As a call girl I got satisfaction, an unbelievable joy—perhaps perverted —in knowing what these reputable folks were really like. Being able to open a newspaper every morning, read about this pillar of society, and know what a pig he really was. The tremendous kick in knowing that I didn’t feel anything, that I was acting and they weren’t. It’s sick, but no sicker than what every woman is taught, all right?
I was in
control
with every one of those relationships. You’re vulnerable if you allow yourself to be involved sexually. I wasn’t. They were. I called it. Being able to manipulate somebody sexually, I could determine when I wanted that particular transaction to end. ’Cause I could make the guy come. I could play all kinds of games. See? It was a tremendous sense of power.
What I did was no different from what ninety-nine percent of American women are taught to do. I took the money from under the lamp instead of in Arpege. What would I do with 150 bottles of Arpege a week?
You become your job. I became what I did. I became a hustler. I became cold, I became hard, I became turned off, I became numb. Even when I wasn’t hustling, I was a hustler. I don’t think it’s terribly different from somebody who works on the assembly line forty hours a week and comes home cut off, numb, dehumanized. People aren’t built to switch on and off like water faucets.
What was really horrifying about jail is that it really isn’t horrifying. You adjust very easily. The same thing with hustling. It became my life. It was too much of an effort to try to make contact with another human being, to force myself to care, to feel.
I didn’t care about me. It didn’t matter whether I got up or didn’t get up. I got high as soon as I awoke. The first thing I’d reach for, with my eyes half-closed, was my dope. I didn’t like my work. It was messy. That was the biggest feeling about it. Here’s all these guys slobbering over you all night long. I’m lying there, doing math or conjugations or Spanish poetry in my head. (Laughs.) And they’re slobbering. God! God! What enabled me to do it was being high—high and numb.
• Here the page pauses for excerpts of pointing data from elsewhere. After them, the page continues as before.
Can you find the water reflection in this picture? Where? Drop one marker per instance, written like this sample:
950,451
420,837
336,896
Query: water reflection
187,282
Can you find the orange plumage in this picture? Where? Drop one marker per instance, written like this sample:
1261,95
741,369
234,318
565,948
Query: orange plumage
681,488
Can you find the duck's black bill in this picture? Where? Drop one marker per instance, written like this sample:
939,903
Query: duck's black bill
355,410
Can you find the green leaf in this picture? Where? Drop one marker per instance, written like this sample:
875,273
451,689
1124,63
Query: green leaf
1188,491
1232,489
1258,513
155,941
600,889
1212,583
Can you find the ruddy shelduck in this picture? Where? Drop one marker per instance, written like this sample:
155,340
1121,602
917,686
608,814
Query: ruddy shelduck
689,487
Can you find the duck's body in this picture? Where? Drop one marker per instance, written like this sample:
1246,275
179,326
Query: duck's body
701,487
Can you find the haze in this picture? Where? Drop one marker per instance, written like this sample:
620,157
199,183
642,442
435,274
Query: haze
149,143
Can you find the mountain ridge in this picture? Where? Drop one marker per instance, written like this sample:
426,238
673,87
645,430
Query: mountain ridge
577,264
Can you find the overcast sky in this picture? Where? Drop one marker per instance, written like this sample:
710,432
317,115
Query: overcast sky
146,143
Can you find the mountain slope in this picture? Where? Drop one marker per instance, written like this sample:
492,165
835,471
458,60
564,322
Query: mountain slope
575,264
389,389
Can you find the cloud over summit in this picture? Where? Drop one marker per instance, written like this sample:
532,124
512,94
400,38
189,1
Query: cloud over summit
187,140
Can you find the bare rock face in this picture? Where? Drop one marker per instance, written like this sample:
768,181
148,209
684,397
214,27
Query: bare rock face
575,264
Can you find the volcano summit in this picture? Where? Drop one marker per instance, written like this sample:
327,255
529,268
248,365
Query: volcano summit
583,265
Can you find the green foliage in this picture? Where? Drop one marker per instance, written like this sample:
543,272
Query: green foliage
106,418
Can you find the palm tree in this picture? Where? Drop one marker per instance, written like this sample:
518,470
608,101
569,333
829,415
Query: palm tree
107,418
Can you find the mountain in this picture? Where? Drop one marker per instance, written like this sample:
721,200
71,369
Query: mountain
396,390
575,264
The overt hustling society is the microcosm of the rest of the society. The power relationships are the same and the games are the same. Only this one I was in control of. The greater one I wasn’t. In the outside society, if I tried to be me, I wasn’t in control of anything. As a bright, assertive woman, I had no power. As a cold, manipulative hustler, I had a lot. I knew I was playing a role. Most women are taught to
become
what they act. All I did was act out the reality of American womanhood.
DID YOU EVER HEAR THE ONE ABOUT THE FARMER’S DAUGHTER ?
BARBARA HERRICK
She is thirty; single. Her title is script supervisor/producer at a large advertising agency; working out of its Los Angeles office. She is also a vice president. Her accounts are primarily in food and cosmetics. “There’s a myth: a woman is expected to be a food writer because she is assumed to know those things and a man doesn’t. However, some of the best copy on razors and Volkswagens has been written by women.”
She has won several awards and considerable recognition for her commercials. “You have to be absolutely on target, dramatic and fast. You have to be aware of legal restrictions. The FTC gets tougher and tougher. You must understand budgetary matters: will it cost a million or can it be shot in a studio in one day?”
She came off a Kansas farm, one of four daughters. “During high school, I worked as a typist and was an extremely good one. I was compulsive about doing every tiny job very well.” She graduated from the University of Missouri. According to Department of Labor statistics, she is in the upper one percent bracket of working women.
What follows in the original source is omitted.